Про себя я предположил, что это была та самая тетушка Элис, к которой Йоргенсены не поехали на Рождество.

– А почему они разругались?

– Он дал интервью одной из газет, где сказал, будто не думает, что пятилетний план в России обязательно обречен на провал. Надо сказать, выразился он при этом ничуть не крепче, чем я процитировал.

Я рассмеялся.

– Да они же...

– Тетушка Элис будет еще почище, чем он. Она все забывает. Когда брату удалили аппендицит, на следующий день после операции они с Мими ехали в такси и по дороге встретили похоронную процессию, которая двигалась со стороны больницы. Мисс Элис схватила Мими за руку и сказала: "О Боже! А вдруг это он... как там бишь его зовут?"

– Где она живет?

– На Мэдисон авеню. Адрес есть в телефонном справочнике. – С минуту он колебался. – Мне кажется, что не стоит...

– Не собираюсь ее тревожить. – Прежде, чем я успел произнести что-нибудь еще, зазвонил телефон.

Маколэй приложил трубку к уху и сказал:

– Алло... Да, это я... Кто?.. Ах, да... – Мышцы вокруг его рта напряглись, а глаза чуть расширились. – Где? – Некоторое время он слушал. – Да, конечно. А я успею? – Он бросил взгляд на часы, которые носил на левой руке. – Хорошо, увидимся в поезде. – Он положил трубку.

– Это был лейтенант Гилд, – сказал он. – Уайнант пытался покончить жизнь самоубийством в Аллентауне, штат Пенсильвания.

XIII

Когда я вошел в "Пальма Клаб", Дороти и Куинн сидели за стойкой бара. Они не видели меня, пока я не подошел к Дороти и не сказал:

– Привет, ребята.

Дороти была одета так же, как и в тот день, когда я увидел ее последний раз. Она взглянула на меня, на Куинна, и лицо ее вспыхнуло.

– Значит, вы ему сказали.

– Девочка в дурном настроении, – радостно сказал Куинн. – Я купил для тебя эти акции. Советую приобрести еще и сказать мне, что ты пьешь.

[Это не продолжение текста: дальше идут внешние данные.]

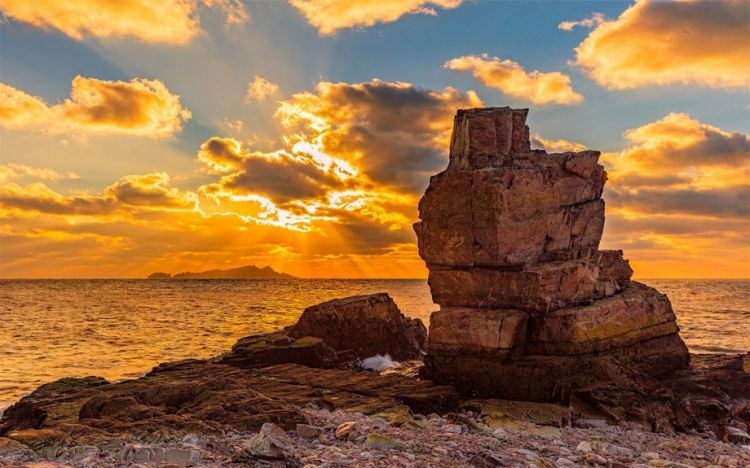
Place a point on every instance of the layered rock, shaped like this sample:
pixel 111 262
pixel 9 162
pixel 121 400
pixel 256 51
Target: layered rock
pixel 368 325
pixel 529 305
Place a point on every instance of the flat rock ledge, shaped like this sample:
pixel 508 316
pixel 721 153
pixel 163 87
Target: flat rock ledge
pixel 280 400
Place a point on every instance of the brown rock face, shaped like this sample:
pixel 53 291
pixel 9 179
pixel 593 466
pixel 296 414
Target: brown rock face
pixel 530 306
pixel 367 325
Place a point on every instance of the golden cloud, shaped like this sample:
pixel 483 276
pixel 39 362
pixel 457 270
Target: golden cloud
pixel 594 20
pixel 144 192
pixel 151 21
pixel 260 89
pixel 555 146
pixel 329 16
pixel 234 10
pixel 138 107
pixel 678 199
pixel 681 184
pixel 13 171
pixel 660 43
pixel 173 22
pixel 362 150
pixel 393 133
pixel 510 78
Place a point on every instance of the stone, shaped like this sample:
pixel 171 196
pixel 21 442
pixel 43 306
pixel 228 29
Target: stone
pixel 368 325
pixel 637 314
pixel 344 430
pixel 278 348
pixel 530 308
pixel 736 436
pixel 378 441
pixel 482 136
pixel 309 432
pixel 487 332
pixel 154 455
pixel 595 459
pixel 271 442
pixel 541 288
pixel 10 450
pixel 584 447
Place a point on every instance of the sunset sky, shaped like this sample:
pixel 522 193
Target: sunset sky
pixel 173 135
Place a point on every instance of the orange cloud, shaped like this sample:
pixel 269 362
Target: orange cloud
pixel 328 16
pixel 678 199
pixel 146 192
pixel 510 78
pixel 138 107
pixel 394 133
pixel 660 43
pixel 13 171
pixel 594 20
pixel 234 10
pixel 172 22
pixel 555 146
pixel 260 89
pixel 351 151
pixel 151 21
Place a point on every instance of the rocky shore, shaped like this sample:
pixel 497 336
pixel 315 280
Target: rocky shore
pixel 530 309
pixel 280 400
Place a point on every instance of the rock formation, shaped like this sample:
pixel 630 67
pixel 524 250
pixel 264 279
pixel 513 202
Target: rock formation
pixel 368 325
pixel 530 308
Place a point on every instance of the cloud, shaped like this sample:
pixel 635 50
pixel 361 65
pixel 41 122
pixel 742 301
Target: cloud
pixel 234 10
pixel 679 165
pixel 510 78
pixel 139 107
pixel 171 22
pixel 555 146
pixel 329 16
pixel 661 43
pixel 147 191
pixel 594 20
pixel 151 21
pixel 394 133
pixel 354 155
pixel 678 199
pixel 13 171
pixel 260 89
pixel 678 142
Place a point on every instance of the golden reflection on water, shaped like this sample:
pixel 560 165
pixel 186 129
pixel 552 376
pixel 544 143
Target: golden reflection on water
pixel 120 329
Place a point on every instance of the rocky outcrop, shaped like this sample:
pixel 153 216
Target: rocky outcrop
pixel 530 308
pixel 336 334
pixel 367 325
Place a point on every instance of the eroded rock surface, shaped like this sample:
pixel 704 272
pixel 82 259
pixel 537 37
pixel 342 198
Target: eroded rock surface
pixel 367 325
pixel 530 308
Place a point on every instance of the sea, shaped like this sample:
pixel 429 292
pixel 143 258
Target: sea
pixel 120 329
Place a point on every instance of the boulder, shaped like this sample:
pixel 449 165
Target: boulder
pixel 533 209
pixel 368 325
pixel 278 348
pixel 540 288
pixel 530 308
pixel 492 333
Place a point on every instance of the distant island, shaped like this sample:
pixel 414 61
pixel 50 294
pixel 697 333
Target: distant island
pixel 245 272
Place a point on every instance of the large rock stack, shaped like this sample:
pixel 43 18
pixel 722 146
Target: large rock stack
pixel 529 306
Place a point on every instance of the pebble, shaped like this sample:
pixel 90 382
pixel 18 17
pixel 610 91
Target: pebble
pixel 583 447
pixel 344 429
pixel 595 459
pixel 308 431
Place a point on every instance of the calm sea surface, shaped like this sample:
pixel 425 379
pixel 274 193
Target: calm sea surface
pixel 119 329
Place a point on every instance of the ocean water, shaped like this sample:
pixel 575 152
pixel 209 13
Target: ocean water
pixel 120 329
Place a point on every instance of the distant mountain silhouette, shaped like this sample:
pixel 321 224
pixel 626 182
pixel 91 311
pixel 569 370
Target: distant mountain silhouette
pixel 245 272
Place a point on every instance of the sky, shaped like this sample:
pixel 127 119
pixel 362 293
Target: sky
pixel 185 135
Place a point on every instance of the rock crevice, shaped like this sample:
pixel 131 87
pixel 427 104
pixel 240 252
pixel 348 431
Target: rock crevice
pixel 527 300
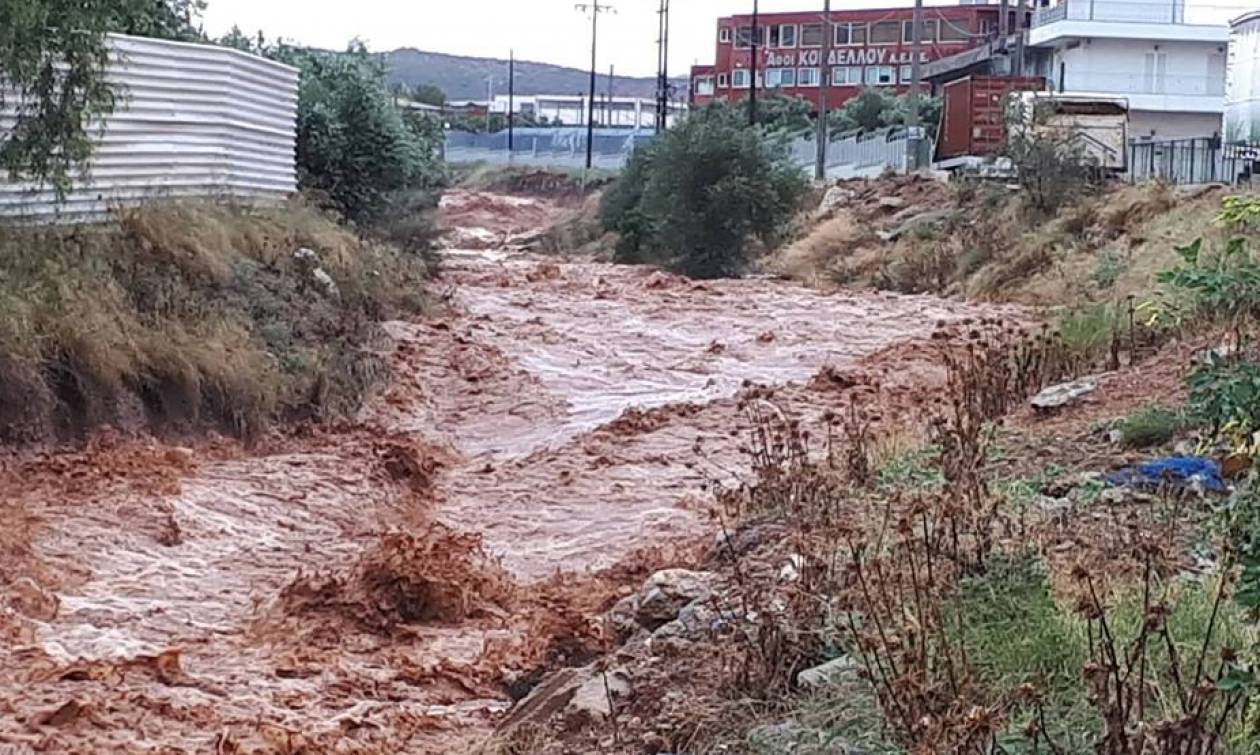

– Как всегда. Ты замечательный гость: уходишь, ни словом не обмолвившись.

Дороти вновь посмотрела на меня. Царапины у нее на лице побледнели, синяк едва проступал, а опухоль на губах исчезла.

– Я вам верила, – сказала она. Казалось, она вот-вот заплачет.

– Что ты имеешь в виду?

– Вы знаете, что я имею в виду. Я верила вам, даже когда вы поехали на ужин к маме.

– А почему бы тебе и не верить?

– Она весь день в дурном настроении, – сказал Куинн. – Не дергай ее. – Он положил ладонь ей на руку. – Ну, ну, дорогая, не надо...

– Замолчите, пожалуйста. – Она отняла у него руку. – Вы прекрасно понимаете, что я имею в виду, – сказала мне она. – Вы с Норой оба смеялись надо мной, когда были у мамы, и...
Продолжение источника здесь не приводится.